The other thing I've noticed is that it's still night-time. It was day before the storm, but I haven't seen the sun since. Possibly I'm on a different world again, maybe. Is the gravity less, or do I just feel more energetic than before? Has it been night for a day straight, or did I just sleep when it was light?
Thursday, December 20
A shot of words
Escorted again to the greysuits, and OW! They had me lie down on another dentist-style chair, this one with its own little helmet. I can't say I was keen, but the greensuits were waiting just outside. Is it better to be a dignified test subject, or a defiant but battered one?

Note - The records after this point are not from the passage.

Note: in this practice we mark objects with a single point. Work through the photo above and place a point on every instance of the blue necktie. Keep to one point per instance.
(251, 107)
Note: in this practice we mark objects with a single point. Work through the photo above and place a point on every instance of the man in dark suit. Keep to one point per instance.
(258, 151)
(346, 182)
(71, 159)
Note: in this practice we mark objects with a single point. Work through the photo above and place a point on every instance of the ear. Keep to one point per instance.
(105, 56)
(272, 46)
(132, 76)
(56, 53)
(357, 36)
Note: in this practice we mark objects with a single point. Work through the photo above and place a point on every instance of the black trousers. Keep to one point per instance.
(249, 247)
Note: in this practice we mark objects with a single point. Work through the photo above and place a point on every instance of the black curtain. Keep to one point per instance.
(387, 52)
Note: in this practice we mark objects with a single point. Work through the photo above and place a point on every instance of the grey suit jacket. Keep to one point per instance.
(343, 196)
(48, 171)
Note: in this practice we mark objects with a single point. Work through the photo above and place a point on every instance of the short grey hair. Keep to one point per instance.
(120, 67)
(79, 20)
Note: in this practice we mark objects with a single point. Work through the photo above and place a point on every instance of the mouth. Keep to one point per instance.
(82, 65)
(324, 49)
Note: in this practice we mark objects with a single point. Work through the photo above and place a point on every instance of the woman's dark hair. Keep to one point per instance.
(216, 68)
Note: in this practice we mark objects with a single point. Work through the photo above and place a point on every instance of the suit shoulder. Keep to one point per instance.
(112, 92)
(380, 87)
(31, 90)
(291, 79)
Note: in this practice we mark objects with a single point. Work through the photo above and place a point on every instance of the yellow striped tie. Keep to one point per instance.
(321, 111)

I was just noticing that there was a green dot in the centre of that room too when they turned their evil torture machine on and all these words began to squiggle across the back of my eyes. If I'd thought my head was going to explode before, that was nothing to having a dictionary injected into my skull.
Someone really has to explain the concept of painkillers to these people.
I think I had convulsions. It was a bit hard to tell, but I remember them holding my arms. There was some blacking out going on as well, and a long hazy time after where they were talking about my heart rate and stuff. After a while I must have passed out properly, and now I'm back in my box.